Georges Balandier : Un penseur des nouveaux mondes

Georges Balandier laisse un héritage qui foisonne d’idées novatrices pour penser l’aujourd’hui.

Denis-Constant Martin  • 7 octobre 2016 abonné·es
Georges Balandier : Un penseur des nouveaux mondes
© Photo : ERIC FEFERBERG / AFP

La pensée de Georges Balandier, disparu le 5 octobre à l’âge de 95 ans, s’est constituée sous l’effet de deux forces complémentaires : la fréquentation de Michel Leiris et l’expérience de la Résistance. Le premier lui montra que l’ethnologie nécessitait à la fois l’ouverture à l’Autre et l’imagination poétique ; la seconde, que le pouvoir doit être borné.

C’est ainsi armé qu’il commença ses recherches en Afrique au sortir de la guerre. Il y découvrit des sociétés en mouvement, fabriquant leur propre modernité dans une « situation coloniale ». Cette idée, élaborée dès 1951, impliquait qu’il fallait considérer globalement les interactions entre colonisateurs et colonisés et prêter une attention particulière aux initiatives de ces derniers, dans quelque domaine où elles se manifestent.

Face aux tenants d’une opposition entre tradition et modernité, il mettait au cœur de toute société le changement, sous l’effet de dynamiques internes et externes engendrant nécessairement le mélange. En 1955, Sociologie des Brazzavilles noires et Sociologie actuelle de l’Afrique noire démontraient, enquêtes rigoureuses à l’appui, la pertinence de cette approche. Les mutations sociales avaient évidemment des implications politiques qui invitaient à penser les phénomènes de pouvoir.

Il proposa une Anthropologie politique (1967), encore imprégnée d’Afrique mais à vocation universelle, dans laquelle il affirmait l’universalité et l’ubiquité du pouvoir : toutes les sociétés connaissent le pouvoir. Ses manifestations ne sont pas limitées aux instances du politique officiel, mais se découvrent dans toutes les pratiques sociales, notamment culturelles. L’universalité du pouvoir justifie Le Détour (1985) : les enseignements tirés de la connaissance des sociétés « autres » permettent de mieux comprendre celle à laquelle on appartient.

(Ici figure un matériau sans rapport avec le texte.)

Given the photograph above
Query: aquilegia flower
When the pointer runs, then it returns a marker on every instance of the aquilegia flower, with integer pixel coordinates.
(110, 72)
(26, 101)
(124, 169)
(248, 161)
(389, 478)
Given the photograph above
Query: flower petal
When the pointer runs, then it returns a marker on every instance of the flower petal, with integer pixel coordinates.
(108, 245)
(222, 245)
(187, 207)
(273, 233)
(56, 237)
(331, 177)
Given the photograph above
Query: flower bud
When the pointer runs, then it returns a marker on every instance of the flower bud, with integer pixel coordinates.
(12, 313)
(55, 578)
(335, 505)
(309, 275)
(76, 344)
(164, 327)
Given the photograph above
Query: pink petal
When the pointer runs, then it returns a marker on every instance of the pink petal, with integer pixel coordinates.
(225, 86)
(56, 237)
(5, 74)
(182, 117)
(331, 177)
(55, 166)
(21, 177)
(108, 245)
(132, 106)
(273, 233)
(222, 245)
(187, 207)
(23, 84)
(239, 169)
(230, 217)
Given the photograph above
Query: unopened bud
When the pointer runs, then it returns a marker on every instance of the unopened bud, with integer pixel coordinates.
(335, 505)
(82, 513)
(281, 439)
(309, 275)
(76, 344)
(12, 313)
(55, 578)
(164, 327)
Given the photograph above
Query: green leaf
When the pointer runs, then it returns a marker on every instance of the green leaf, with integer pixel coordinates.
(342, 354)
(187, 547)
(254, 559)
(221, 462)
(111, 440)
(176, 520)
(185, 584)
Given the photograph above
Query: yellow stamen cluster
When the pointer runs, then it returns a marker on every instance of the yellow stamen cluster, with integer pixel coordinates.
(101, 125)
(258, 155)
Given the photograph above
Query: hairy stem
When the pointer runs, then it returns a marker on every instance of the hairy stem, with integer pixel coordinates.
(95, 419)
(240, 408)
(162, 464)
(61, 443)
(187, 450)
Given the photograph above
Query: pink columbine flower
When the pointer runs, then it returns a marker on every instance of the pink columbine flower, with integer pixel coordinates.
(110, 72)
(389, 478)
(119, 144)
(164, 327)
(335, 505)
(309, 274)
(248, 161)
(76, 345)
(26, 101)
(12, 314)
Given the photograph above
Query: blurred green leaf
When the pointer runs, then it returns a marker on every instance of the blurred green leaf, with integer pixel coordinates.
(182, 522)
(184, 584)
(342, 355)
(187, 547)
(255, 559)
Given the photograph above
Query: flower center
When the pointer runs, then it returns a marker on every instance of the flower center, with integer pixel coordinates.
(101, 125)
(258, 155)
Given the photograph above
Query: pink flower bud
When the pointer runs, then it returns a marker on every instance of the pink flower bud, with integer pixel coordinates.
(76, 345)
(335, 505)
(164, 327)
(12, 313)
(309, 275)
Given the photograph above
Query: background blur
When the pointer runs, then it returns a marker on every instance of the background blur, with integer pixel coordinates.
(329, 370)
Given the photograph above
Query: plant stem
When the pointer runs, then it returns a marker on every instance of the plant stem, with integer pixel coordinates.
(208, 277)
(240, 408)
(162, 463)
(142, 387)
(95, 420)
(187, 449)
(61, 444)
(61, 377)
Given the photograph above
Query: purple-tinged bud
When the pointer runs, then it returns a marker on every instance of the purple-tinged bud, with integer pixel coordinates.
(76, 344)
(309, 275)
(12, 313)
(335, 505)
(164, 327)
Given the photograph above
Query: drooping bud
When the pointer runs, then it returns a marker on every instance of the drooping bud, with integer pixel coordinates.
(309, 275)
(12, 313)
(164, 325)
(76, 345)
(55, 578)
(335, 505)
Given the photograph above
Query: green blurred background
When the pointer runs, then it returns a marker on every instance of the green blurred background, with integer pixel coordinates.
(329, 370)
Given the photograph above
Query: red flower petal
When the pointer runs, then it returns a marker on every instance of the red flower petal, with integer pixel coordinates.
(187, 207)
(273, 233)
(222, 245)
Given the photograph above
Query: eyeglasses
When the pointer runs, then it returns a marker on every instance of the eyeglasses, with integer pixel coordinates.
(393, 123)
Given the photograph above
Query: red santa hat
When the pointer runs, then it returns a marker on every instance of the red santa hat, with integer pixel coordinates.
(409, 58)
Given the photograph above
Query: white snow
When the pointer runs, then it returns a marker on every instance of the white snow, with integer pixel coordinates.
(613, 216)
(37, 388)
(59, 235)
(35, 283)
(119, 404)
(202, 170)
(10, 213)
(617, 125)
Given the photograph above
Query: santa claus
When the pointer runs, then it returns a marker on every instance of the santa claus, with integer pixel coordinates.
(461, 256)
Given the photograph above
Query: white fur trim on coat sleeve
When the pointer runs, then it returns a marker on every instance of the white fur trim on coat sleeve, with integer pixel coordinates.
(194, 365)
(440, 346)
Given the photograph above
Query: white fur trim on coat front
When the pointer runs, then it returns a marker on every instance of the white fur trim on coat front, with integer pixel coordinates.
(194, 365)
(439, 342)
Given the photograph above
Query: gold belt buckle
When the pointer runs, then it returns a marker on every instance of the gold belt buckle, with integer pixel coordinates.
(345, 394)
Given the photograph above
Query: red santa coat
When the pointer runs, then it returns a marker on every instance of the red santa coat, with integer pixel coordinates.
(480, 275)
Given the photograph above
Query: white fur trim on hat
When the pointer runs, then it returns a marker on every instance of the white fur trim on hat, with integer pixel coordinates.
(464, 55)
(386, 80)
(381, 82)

On perçoit alors notamment l’importance du symbolique qui nourrit Le Pouvoir sur scènes (1980/2006), la mise en spectacle du pouvoir lors de rituels qui ne cessent de se transformer. Car le pouvoir politique doit, en la fin du XXe siècle, faire face à un défi qu’il peine à relever : un accroissement des savoirs dans tous les domaines qui irrigue les mutations sociales en ouvrant de « nouveaux Nouveaux Mondes » (Le Grand Système, 2001) où se multiplient les connaissances et se montre toujours plus d’inconnu, où fleurissent autant de félicité que d’inquiétude.

Georges Balandier a développé cette pensée rayonnante dans des ouvrages écrits d’une plume soignée et originale. Il l’a soumise à discussion tout au long d’une riche carrière d’enseignant, au sein d’institutions universitaires auxquelles il donna une impulsion particulière. Pourtant, il n’a jamais cherché à imposer un système.

Son plus grand mérite fut d’être un « éveilleur » capable de fournir des instruments pour que ses étudiants trouvent leur propre voie/voix. Ce refus de fourbir une théorie monolithique a parfois décontenancé et limité la diffusion d’un travail complexe et divers qui ne pesa guère en politique. Georges Balandier se concentra donc, dans les dernières années de sa vie, à l’analyse du monde contemporain et revint à des considérations sur le pouvoir, ramassées dans son dernier ouvrage, Recherche du politique perdu (2015).

Il y formulait un diagnostic perspicace et navré : le désengagement des citoyens, la rupture de la croyance au pouvoir et l’indifférence morale incitent à repenser le « dévoilement politique ». Il concluait par une phrase qui prend, en ces temps de délires identitaires, une résonance particulière : « Pour accéder à une démocratie partagée, il est surtout nécessaire de l’ouvrir aux différences afin de la fermer à la dynamique des dominations exclusives, puis funestes. » Ainsi, Georges Balandier montrait, une fois encore, que la connaissance des êtres humains et la volonté de comprendre leurs manières d’être en société sont indissociables d’un engagement citoyen.